ハンカチをめくって、彼女が、あ!と小さい声をあげる。
「あたしのです…///」
彼女が赤い顔をして、
「あたし、あの…肌が弱くて。汗とかもダメなんで、いつもブラも着替えるんです」
「そうなんだ」
いや、別にそんなこと説明してくれなくていいけど。でも、ノーブラで帰ったわけじゃないみたいだよ。健くん。

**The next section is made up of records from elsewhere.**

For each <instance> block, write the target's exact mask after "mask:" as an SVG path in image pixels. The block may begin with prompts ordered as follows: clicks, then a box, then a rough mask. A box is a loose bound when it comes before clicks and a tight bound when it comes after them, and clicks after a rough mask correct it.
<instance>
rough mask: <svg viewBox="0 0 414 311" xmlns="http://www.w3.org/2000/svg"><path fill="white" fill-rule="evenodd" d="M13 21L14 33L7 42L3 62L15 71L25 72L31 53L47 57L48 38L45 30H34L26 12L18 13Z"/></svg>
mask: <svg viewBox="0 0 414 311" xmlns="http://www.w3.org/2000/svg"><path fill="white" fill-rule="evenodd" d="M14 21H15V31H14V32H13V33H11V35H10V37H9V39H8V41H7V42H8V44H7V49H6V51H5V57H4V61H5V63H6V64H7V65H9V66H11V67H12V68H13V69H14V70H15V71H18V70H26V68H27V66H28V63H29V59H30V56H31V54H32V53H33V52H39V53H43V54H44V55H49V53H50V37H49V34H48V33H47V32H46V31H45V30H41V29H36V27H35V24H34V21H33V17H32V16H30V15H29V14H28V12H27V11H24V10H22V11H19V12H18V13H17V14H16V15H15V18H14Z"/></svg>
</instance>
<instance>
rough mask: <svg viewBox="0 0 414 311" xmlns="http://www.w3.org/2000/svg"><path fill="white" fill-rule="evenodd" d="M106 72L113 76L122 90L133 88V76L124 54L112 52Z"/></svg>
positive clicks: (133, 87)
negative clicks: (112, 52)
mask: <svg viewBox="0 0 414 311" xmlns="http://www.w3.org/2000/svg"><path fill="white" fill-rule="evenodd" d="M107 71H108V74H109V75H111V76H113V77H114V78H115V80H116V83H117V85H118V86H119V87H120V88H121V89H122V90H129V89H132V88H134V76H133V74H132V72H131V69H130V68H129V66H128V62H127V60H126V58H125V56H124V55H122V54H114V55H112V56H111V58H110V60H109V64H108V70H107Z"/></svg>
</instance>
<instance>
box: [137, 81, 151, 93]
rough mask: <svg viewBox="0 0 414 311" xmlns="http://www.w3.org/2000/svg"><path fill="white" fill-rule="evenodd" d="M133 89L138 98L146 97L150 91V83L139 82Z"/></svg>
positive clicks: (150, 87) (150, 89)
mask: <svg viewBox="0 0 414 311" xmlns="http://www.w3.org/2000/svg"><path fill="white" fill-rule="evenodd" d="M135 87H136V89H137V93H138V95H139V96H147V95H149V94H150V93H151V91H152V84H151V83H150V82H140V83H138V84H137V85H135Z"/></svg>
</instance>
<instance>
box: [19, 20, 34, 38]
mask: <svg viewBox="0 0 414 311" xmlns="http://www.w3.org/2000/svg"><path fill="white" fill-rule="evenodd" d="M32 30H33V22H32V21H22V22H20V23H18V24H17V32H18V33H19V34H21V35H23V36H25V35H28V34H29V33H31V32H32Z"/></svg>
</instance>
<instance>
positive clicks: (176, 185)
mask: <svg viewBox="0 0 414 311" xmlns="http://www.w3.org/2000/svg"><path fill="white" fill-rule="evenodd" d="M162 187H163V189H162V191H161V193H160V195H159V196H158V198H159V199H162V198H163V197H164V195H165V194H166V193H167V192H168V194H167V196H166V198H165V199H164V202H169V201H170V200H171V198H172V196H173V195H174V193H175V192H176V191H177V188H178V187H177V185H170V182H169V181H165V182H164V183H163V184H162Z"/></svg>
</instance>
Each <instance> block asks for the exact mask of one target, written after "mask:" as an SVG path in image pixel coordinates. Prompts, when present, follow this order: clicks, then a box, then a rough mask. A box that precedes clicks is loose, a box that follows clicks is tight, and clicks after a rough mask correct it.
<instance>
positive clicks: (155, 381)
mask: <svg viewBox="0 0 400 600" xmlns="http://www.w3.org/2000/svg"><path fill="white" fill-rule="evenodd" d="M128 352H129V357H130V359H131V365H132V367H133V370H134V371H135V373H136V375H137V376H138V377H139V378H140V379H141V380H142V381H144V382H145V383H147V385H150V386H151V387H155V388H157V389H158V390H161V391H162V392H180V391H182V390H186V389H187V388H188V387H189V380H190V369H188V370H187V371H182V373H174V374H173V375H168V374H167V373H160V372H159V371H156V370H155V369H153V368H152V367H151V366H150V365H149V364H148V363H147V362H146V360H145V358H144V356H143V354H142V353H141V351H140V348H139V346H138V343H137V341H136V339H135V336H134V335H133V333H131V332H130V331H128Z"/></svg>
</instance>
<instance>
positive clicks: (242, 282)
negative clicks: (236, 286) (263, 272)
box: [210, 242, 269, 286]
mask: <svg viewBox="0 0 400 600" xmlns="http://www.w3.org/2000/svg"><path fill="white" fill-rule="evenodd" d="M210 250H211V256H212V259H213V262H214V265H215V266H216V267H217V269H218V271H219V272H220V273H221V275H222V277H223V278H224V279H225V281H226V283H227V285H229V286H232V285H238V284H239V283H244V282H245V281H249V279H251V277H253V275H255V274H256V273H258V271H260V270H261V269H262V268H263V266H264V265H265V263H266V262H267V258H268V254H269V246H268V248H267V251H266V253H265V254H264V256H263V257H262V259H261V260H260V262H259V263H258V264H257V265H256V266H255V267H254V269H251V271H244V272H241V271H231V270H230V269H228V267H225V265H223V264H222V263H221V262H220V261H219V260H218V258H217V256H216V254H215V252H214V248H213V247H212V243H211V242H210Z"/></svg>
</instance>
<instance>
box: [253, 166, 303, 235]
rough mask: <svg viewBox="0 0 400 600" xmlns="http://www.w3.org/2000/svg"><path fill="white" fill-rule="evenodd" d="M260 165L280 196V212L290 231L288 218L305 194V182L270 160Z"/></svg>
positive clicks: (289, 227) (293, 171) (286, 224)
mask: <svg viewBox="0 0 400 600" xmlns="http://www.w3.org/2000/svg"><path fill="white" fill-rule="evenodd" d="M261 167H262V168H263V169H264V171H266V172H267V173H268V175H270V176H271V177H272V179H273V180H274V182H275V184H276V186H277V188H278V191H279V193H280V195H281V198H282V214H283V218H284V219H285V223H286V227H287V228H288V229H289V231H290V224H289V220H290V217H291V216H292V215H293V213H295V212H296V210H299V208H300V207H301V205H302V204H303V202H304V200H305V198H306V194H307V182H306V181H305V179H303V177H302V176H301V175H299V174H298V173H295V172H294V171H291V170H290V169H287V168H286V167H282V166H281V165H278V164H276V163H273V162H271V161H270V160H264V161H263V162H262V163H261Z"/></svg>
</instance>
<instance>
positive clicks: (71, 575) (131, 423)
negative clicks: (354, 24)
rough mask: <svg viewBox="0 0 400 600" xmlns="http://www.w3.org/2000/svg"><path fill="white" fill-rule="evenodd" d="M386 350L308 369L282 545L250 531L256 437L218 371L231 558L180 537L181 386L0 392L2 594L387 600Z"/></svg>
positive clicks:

「すみません。あの、ありがとうございます。ハンカチ、洗濯して返します」
彼女は鞄にブラをしまうと、ぺこりとお辞儀をした。
「失礼します」
「大変だな」
って条くんが呟く。
「え?」
「汗すごいかくだろ。団練習。朝練もあるし。着替え大変だな」
さっき彼女を叱った条くんの目が、今は優しい。
「…たくさん持ってきてます。でも、あの体育とかもそうなんで慣れてます。それに…あたし、ダンスが好きだから」
って彼女が顔を輝かせる。
「この学校の体育祭に憧れて、あたし、ヴィクトリー校に入ったんです」
「そう」
可愛いな。やっぱり一年生は。
「気をつけて帰れよ」
「はい、失礼します!」
彼女と別れて職員室に向かいかけてから、あ、と思って彼女を追いかけた。
「ちょっと…君、クラスと名前…っ」
でも薄暗い階段に彼女の姿はもうなくて…
「はえーな…もういないじゃん」
って条くんが俺の背後から階段をのぞいて呟いた。